Almost all life on our planet is based on photosynthesis, which is not just limited to green plants. In addition to the cyanobacteria, it is above all the primeval archaea that understand the art of using light. Here a protein called bacteriorhodopsin works as a light trap. It is similar, as the name suggests, to the light-sensitive pigment rhodopsin that helps our eyes see.

But the "real" bacteria also have derivatives of visual purple for energy use. The germ Salinibacter ruber, which Spanish researchers led by Josefa Antón from the University of Alicante only described in 2002, has emerged as a new candidate. The species is particularly notable for its preferences – it thrives in brine on the Mediterranean coast with s alt concentrations between 20 and 30 percent – and its deep red color.

The microbiologists identified a molecule in the cell membrane as the cause of the coloration, which they named "salinixanthin". So far, the researchers assumed that the substance, which is one of the carotenoids, only stabilizes the membrane of the bacterium and protects it from excessive solar radiation.

So just an umbrella?
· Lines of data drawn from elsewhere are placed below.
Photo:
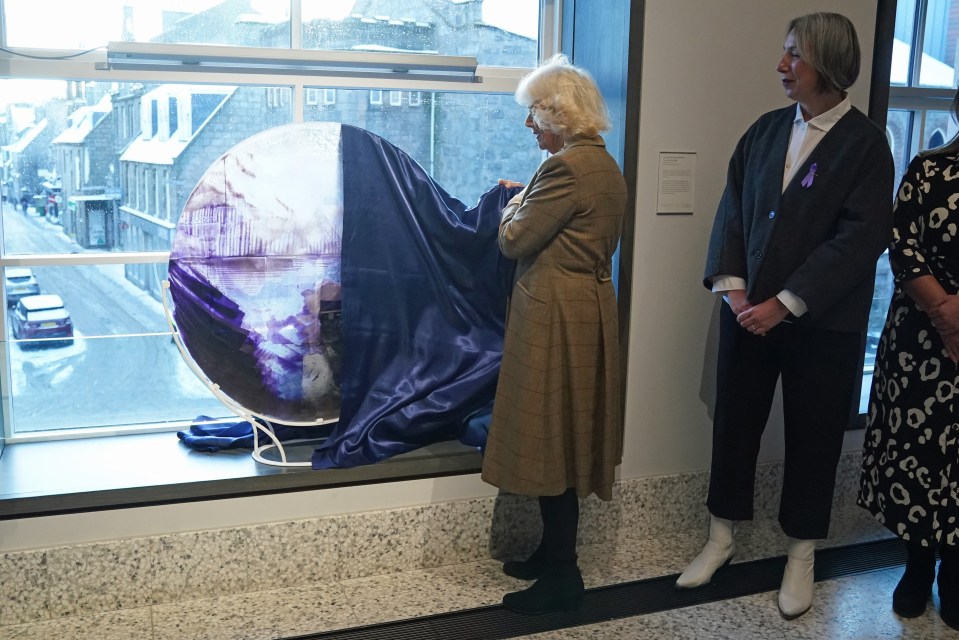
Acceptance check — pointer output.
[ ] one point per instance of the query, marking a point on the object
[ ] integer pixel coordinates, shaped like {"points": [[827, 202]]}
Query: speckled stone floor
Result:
{"points": [[855, 608]]}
Antón traveled to sunny California to explore the germ here – in Janos Lanyi's laboratory at the University of California at Irvine – with Sergei Balashov and other scientists.

As it turned out, Salinibacter ruber is not at all averse to sunlight. On the contrary: With sufficient irradiation, it thrives splendidly - and in doing so it acidifies its surrounding medium vigorously by releasing protons to the outside.
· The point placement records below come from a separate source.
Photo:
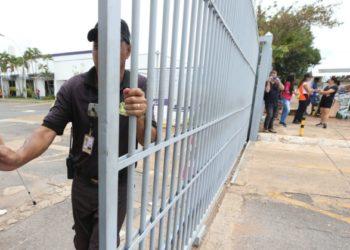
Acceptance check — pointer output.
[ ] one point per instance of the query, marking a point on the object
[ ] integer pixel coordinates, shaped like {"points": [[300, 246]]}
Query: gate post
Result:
{"points": [[108, 120], [264, 68]]}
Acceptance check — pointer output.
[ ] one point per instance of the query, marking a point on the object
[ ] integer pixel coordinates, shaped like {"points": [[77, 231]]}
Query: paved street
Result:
{"points": [[47, 181], [290, 193], [45, 178]]}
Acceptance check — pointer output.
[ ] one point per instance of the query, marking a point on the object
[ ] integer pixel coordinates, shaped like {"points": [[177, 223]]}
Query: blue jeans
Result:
{"points": [[286, 110]]}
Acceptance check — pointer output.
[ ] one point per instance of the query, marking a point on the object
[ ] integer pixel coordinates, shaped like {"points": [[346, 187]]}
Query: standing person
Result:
{"points": [[304, 91], [314, 98], [287, 94], [327, 99], [72, 105], [2, 211], [272, 91]]}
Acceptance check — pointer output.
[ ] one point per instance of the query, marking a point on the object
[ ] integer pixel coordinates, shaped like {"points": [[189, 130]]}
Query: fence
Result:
{"points": [[174, 182]]}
This looked familiar to the researchers. Because other microorganisms also have a light-driven proton pump: bacteriorhodopsin uses the energy of light to transport protons out of the cell against the concentration gradient. With the resulting proton gradient, the cells can produce the universal energy carrier ATP.

And Balashov and Co actually discovered such a proton pump in the cell membrane of Salinibacter ruber, which runs on solar energy. This is also a rhodopsin relative, which the researchers dubbed "xanthorhodopsin".


But what is the role of salinixanthin? Since the ratio between xanthorhodopsin and salinixanthin is exactly one to one, a participation in the use of light is obvious. The suspicion was confirmed: Salinixanthin works as an antenna. It absorbs sunlight and transmits the energy to xanthorhodopsin, greatly increasing its effectiveness.

Such antenna pigments are not new to the scientists. Finally, green plants also use carotenoids as light scavengers to increase the efficiency of their photosynthesis. But their energy converter is called chlorophyll – the researchers had not yet come across antenna pigments that work together with rhodopsin.

So Salinibacter ruber has the simplest light-driven proton pump equipped with an auxiliary antenna. The researchers suspect that this effective use of energy must have appeared very early in evolution. Maybe even when the primordial soup was fished out in a critical way at the beginning of life. Because: In every crisis there is an opportunity.